Igor IgorChe was the first who was not afraid to get an assessment of his analytical skills.
The hand was played on tilt. The opponent is a slightly -ev reg. At that time there were no statistics on it.
Error in the opening ranges. I don't usually open JTo with MP.
The flop gives us an open-ended straight draw. The opponent's range also hits this board well.
I plan on betting at least 2/3 the pot to knock out a pair of eights, pocket pairs 33-77, and other potential opponent equity with two bets.
The villain raises three times the bet. His raising range consists of sets, two pair, almost all open-ended straight draws, and sometimes gutshot straight draws.
The pot odds are 26%, which allows us to call the raise.
My opponent bets a little, I give him only sets and two pair in the range, and having chances to get there, I decide to bluff by raising the turn and, possibly, push the river on certain cards. I get a call.
A disgusting card has come, and the opponent checks. I got some showdown value since I now have two pair, but the sets turned into full houses.
I figured that by improving to a full house, most opponents would donk here, perhaps a small amount. Apparently, pushing from me was for value.
Expert analysis (Alexander shpr0ta , GreenLine fund trainer)
The opponent is a slightly -ev reg.
What information does this statement give? Do you understand why this reg plays in the red? If not, then this is unnecessary information that only prevents you from concentrating on what is important.
Error opening JTo with MP.
I wouldn't call it a mistake. But here you need to understand that the higher the rake, the less we want to start marginal hands pre-flop. Given the limit, I think you can fold.
The board gives us an open-ended straight draw. I plan on betting at least 2/3 the pot to knock out a pair of eights, and pocket pairs 33-77.
I think you can bet the flop for different sizes. The main mistake here is to think about what we want to bluff out, and not about what value bets we will have and for what size. Value first, then bluffs. If your plan is only to knock out the equity of some A-high, K-high hands, and small pockets, and at the same time you plan to bet at least two streets, then I see no reason to start with two/thirds the pot. After betting like this on the flop, we will have much less fold equity on the turn than if we pick a line that starts with 1/3 of the pot.

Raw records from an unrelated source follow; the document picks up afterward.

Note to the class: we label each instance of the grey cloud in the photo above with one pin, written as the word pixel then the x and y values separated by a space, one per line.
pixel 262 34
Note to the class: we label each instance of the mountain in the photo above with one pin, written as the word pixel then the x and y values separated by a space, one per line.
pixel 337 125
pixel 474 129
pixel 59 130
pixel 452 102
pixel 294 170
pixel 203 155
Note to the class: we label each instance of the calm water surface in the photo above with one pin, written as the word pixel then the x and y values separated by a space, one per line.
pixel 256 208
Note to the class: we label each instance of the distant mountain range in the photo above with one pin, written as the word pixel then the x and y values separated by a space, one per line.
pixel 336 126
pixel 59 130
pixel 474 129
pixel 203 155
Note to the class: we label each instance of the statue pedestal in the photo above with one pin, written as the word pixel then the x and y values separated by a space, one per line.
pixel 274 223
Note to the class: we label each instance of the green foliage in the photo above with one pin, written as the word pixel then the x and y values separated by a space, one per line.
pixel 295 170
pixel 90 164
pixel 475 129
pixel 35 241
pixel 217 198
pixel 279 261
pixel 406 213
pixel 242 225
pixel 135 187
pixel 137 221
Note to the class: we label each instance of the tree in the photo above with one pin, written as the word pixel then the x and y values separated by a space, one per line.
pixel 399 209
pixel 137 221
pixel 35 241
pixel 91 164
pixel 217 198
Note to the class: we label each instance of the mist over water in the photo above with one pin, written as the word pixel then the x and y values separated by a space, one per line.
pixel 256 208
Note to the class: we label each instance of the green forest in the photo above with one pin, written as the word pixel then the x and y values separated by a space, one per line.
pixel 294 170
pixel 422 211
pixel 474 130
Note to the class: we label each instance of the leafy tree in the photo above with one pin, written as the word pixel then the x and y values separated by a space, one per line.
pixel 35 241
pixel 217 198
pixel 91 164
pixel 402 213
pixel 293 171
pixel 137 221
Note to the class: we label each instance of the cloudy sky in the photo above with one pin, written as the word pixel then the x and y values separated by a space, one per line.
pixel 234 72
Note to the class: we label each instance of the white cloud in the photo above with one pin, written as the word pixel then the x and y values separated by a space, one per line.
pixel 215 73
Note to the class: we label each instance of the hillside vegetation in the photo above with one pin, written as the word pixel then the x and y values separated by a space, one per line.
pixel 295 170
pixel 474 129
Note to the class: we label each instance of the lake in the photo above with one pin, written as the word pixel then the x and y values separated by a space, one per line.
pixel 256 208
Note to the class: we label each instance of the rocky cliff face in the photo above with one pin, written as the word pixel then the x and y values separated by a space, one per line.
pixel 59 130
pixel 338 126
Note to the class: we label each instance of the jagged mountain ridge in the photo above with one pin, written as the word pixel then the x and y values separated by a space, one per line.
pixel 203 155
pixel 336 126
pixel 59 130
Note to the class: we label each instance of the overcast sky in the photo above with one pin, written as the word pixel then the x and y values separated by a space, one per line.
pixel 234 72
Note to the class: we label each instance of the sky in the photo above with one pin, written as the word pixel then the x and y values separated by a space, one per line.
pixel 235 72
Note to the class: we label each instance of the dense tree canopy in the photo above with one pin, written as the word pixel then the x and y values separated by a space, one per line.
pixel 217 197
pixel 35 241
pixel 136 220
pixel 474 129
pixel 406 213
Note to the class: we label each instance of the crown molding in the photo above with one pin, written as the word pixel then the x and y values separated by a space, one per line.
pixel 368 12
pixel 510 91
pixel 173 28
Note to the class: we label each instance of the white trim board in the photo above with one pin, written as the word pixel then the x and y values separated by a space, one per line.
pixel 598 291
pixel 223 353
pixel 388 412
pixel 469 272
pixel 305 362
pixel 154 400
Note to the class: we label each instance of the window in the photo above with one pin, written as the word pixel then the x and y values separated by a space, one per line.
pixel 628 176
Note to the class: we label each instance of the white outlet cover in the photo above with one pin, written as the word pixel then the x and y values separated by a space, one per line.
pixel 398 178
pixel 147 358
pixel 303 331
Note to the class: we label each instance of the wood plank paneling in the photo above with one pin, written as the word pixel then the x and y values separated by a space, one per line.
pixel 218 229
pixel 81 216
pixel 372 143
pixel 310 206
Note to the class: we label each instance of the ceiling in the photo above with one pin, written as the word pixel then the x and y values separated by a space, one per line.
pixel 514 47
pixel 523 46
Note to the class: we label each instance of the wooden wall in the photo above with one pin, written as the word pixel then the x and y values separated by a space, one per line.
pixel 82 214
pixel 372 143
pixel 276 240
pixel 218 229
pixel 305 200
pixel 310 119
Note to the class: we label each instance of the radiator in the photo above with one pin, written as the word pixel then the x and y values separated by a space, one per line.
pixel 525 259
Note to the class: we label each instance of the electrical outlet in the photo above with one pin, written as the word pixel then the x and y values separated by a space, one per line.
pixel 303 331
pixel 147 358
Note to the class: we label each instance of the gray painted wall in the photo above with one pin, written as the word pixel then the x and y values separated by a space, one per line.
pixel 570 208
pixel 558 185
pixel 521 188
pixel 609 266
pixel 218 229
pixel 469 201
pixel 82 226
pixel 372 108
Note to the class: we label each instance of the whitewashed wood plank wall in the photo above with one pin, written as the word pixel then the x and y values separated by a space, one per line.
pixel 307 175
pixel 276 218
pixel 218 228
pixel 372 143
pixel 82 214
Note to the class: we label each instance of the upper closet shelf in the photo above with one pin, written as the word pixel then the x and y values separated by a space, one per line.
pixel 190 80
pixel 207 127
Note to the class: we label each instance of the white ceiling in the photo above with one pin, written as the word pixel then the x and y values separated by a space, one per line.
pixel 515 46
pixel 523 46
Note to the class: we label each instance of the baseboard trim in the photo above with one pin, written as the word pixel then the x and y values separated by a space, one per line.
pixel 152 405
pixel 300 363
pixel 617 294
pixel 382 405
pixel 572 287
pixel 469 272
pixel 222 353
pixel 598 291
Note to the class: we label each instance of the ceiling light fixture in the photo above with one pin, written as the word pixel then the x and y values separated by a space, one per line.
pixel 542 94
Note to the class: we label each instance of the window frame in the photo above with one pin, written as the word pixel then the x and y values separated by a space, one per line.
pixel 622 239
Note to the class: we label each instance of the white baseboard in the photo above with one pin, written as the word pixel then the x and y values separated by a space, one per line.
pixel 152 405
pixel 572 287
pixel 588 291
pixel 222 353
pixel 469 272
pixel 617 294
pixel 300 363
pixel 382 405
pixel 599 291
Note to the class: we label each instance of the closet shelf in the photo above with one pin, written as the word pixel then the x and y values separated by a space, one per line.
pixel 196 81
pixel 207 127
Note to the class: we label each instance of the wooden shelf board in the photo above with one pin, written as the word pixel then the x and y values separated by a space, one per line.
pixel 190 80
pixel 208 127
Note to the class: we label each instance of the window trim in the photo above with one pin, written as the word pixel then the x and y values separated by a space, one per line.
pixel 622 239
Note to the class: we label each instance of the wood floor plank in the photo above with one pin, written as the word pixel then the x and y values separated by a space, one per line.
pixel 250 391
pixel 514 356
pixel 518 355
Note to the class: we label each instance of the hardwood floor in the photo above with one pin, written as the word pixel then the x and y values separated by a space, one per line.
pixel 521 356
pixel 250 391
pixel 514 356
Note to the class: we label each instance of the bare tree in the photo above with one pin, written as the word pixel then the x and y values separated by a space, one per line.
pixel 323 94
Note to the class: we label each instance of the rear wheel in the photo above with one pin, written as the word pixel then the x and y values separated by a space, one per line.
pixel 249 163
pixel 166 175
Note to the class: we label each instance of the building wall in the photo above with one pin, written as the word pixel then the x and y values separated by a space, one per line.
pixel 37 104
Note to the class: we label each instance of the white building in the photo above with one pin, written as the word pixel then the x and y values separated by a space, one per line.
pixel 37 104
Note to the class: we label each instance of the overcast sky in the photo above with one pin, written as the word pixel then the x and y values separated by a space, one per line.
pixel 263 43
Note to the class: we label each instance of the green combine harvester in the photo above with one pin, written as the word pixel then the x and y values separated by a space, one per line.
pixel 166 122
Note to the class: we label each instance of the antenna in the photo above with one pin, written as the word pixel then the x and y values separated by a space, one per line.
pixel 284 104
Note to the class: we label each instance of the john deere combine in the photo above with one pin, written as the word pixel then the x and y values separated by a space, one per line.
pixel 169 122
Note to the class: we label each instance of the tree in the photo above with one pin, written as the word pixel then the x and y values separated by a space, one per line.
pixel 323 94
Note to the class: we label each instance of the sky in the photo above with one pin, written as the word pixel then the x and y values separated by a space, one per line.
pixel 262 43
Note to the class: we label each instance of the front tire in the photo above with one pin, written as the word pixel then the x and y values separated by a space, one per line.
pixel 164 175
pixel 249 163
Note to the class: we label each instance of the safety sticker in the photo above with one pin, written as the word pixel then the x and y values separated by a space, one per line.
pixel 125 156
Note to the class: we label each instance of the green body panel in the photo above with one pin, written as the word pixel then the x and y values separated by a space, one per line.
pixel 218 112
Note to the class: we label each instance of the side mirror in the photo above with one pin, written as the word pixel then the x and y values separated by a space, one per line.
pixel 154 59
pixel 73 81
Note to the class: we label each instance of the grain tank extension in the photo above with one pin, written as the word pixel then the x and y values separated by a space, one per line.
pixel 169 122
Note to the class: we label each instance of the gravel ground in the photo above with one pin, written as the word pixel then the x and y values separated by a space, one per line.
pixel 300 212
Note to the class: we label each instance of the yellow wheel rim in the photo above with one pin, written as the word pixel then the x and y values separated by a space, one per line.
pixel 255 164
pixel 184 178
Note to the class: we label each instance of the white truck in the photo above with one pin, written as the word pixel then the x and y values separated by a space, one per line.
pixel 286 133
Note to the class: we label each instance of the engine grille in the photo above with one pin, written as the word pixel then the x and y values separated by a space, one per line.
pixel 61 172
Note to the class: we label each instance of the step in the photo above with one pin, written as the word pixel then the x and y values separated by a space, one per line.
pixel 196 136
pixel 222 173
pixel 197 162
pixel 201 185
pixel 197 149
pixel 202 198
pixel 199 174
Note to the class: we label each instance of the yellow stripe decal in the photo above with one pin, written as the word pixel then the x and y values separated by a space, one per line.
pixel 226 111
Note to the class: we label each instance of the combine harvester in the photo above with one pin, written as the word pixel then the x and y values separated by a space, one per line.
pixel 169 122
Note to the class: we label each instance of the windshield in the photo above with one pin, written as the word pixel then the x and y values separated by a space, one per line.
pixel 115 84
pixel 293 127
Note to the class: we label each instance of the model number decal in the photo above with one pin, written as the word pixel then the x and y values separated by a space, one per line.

Opponent raises. His raising range consists of sets, two pair, almost all open-ended and sometimes gutshot straight draws.

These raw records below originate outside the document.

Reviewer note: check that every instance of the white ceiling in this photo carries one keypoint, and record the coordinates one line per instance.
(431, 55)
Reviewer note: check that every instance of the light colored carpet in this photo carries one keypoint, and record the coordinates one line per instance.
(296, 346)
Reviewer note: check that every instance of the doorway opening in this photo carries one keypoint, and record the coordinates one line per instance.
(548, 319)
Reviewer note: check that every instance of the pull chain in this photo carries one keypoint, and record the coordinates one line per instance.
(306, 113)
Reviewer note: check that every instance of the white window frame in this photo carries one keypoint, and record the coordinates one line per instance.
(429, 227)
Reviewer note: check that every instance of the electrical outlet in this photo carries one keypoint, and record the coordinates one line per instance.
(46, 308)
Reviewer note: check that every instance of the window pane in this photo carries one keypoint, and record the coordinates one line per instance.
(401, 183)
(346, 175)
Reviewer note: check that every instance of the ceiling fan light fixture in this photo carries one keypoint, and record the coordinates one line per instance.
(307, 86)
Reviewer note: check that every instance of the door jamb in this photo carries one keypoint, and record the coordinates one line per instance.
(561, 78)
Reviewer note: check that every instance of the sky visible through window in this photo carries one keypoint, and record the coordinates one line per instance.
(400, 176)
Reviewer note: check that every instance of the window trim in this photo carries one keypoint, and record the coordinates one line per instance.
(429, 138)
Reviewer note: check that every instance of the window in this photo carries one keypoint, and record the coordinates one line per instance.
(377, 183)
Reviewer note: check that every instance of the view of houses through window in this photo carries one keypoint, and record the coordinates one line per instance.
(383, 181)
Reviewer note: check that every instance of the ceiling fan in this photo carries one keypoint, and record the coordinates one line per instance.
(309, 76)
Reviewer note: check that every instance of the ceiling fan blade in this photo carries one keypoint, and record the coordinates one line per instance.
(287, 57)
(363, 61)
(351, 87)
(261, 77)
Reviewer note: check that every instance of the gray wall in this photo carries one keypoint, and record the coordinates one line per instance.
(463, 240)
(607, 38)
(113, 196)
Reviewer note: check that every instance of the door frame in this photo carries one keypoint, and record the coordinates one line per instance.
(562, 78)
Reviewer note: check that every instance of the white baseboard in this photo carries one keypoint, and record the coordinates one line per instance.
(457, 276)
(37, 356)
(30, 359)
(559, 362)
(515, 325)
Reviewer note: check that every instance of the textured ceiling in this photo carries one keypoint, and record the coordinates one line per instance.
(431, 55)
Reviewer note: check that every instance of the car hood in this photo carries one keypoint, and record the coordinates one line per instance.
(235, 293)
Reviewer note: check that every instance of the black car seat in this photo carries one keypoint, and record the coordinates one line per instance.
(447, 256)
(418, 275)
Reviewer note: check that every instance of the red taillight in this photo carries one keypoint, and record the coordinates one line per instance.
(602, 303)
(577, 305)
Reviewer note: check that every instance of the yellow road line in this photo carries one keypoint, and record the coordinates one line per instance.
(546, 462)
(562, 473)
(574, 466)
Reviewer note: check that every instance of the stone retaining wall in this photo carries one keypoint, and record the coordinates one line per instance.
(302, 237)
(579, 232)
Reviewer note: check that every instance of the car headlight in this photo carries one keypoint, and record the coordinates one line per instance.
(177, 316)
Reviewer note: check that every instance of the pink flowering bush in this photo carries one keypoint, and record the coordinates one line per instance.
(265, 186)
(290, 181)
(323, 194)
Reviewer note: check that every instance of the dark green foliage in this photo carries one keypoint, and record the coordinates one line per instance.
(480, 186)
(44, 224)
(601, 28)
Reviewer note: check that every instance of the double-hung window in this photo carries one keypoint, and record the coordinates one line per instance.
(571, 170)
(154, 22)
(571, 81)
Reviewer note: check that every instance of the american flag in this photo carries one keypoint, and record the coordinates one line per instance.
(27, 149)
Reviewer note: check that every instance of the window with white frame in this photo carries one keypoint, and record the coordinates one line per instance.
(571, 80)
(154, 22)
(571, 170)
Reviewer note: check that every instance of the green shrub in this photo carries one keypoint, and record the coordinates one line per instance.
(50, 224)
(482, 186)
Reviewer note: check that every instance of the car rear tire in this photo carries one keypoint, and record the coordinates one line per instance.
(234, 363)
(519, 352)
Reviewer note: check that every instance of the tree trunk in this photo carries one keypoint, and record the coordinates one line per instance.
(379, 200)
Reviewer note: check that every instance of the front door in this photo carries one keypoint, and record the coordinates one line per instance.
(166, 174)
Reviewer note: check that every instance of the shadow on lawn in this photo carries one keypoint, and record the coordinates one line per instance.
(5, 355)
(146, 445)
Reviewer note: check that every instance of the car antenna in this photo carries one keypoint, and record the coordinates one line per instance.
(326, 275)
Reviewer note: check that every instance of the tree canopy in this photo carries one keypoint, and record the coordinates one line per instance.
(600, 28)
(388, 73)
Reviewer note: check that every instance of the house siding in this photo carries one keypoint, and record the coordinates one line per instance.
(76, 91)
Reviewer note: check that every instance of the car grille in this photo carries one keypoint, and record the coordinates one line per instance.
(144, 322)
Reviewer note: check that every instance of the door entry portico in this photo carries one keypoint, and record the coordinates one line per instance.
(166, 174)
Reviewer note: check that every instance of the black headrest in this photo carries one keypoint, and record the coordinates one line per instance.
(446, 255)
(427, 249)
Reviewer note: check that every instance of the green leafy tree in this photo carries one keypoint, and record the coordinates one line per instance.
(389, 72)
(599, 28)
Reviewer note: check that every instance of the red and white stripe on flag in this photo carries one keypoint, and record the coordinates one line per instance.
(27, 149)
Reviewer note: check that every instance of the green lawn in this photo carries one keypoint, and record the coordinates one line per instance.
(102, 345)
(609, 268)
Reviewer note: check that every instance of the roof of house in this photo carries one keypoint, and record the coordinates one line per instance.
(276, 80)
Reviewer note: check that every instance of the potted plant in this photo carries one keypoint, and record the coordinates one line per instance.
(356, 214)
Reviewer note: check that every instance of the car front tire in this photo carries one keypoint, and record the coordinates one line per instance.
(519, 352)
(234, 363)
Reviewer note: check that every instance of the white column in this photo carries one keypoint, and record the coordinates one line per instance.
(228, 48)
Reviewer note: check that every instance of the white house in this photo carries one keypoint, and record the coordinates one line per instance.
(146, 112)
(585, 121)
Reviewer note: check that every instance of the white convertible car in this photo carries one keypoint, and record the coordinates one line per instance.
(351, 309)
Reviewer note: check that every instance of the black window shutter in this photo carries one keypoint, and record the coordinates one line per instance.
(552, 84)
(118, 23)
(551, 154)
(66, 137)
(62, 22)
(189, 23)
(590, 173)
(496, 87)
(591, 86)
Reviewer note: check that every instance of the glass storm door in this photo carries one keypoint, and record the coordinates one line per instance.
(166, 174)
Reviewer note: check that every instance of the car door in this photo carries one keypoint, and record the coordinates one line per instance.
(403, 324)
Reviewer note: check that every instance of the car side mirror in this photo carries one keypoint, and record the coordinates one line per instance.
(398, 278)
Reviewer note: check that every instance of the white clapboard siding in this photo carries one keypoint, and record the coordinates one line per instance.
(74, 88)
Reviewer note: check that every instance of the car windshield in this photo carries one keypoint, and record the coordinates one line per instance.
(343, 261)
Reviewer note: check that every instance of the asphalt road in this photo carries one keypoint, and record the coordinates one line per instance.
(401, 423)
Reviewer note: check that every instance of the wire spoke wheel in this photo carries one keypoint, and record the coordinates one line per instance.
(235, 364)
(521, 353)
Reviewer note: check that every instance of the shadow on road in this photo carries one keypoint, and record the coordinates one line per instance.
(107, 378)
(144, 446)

Agree. Given that we have the nut OESD, we can't fold.
Villain bets low on the turn, and I give him only sets and two pair in his range. I decide to raise as a bluff.
What's the point of bluff-raising against a range that, according to your analysis, is all nuts? The basic rule of bluffing is to beat hands that are better, which means there must be fold equity. If you give him such a strong range, then fold equity = 0. Therefore, there is no point in bluffing.

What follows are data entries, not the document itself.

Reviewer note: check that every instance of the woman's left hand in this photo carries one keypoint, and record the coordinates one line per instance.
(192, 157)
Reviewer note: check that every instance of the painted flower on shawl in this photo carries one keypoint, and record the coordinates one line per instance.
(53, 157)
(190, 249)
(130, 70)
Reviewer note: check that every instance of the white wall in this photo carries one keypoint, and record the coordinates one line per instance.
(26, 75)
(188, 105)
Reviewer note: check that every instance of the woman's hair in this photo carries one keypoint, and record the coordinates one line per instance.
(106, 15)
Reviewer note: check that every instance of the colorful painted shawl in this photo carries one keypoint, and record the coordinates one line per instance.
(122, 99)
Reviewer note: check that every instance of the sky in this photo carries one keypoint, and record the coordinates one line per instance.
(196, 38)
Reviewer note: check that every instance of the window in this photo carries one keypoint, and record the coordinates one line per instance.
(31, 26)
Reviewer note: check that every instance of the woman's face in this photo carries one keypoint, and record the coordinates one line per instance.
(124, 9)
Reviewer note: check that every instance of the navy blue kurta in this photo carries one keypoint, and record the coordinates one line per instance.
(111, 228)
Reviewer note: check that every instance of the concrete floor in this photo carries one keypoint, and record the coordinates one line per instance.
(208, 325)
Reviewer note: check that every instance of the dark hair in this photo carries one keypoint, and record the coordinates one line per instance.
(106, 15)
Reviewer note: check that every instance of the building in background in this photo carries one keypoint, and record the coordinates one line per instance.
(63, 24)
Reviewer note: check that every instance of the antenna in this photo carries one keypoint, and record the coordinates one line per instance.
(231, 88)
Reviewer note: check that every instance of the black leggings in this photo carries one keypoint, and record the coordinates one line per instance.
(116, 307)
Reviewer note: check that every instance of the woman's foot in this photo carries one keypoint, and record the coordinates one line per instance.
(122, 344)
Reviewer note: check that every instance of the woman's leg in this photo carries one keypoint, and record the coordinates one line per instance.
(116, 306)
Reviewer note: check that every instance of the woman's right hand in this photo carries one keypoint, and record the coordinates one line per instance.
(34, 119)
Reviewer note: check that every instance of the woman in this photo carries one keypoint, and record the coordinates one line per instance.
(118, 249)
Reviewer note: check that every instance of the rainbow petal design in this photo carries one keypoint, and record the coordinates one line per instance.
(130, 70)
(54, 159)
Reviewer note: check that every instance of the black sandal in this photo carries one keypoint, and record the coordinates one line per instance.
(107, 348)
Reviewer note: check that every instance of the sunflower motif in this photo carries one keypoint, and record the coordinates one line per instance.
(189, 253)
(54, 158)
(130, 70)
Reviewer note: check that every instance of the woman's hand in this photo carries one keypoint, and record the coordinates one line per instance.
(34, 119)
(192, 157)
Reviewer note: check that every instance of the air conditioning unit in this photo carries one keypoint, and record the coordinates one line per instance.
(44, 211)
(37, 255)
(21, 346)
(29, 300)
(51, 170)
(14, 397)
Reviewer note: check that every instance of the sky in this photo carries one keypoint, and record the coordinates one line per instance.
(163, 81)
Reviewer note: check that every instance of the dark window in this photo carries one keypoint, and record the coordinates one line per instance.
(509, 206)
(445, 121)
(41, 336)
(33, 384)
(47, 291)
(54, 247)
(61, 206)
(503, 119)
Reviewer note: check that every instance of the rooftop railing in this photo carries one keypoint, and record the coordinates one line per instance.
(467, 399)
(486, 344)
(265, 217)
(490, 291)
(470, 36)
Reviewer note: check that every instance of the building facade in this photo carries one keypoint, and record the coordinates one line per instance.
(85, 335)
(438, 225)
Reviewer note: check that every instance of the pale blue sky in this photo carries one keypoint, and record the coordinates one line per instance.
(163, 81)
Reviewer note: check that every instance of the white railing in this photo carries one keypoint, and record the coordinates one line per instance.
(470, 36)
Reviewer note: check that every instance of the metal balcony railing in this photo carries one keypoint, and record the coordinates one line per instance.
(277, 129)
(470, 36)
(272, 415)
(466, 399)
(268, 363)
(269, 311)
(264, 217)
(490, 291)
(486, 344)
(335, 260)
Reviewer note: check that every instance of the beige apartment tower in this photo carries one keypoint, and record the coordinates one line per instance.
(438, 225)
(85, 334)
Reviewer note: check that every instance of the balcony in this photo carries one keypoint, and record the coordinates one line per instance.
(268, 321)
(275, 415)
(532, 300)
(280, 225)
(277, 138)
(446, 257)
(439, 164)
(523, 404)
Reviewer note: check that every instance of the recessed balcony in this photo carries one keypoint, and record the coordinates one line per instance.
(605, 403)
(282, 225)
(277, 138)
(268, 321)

However, I wouldn't see his small bet as just the nuts. More often than not, people will play greedily with sets and two pair even on this turn. Therefore, by default, I would consider his bet as a weakness, respectively, the ten can be raised for value.
River. It's a lousy card, I've got showdown value, but I still get it.
This thought process is completely played without logic. First, on the turn, you give him the nuts, but you're bluffing in the process. You think the river is disgusting, but you bet, although you have the opportunity to see the showdown for free.
I figured that by improving to a full house, most opponents would donk here.
In general, the “raise + bet-call + donk” line is so rare that it is difficult to analyze it somehow. Most opponents won't play a set or two pair on the turn with a third of the pot. Therefore, I consider all these arguments on the river to be superfluous.
In fact, I think we can raise the turn for value with this size and shove the river for value since the line is weak most of the time and there will be very few better hands. Either don't raise the turn or bet the river.
The main advice that can be given to a player is to build your strategy based on value, and not on bluffs. That is, in any situation where we make an aggressive action, be it a bet or a raise, we first need to think about our value bets and what size we want to use with them. And only then do we think about bluffs. Because not only is the number of bluffs tied to the number of value bets but bluff sizing is tied to value bet sizing, especially on early streets. In this hand, we immediately began to build our thoughts on bluffs and tried to knock something out of our opponent.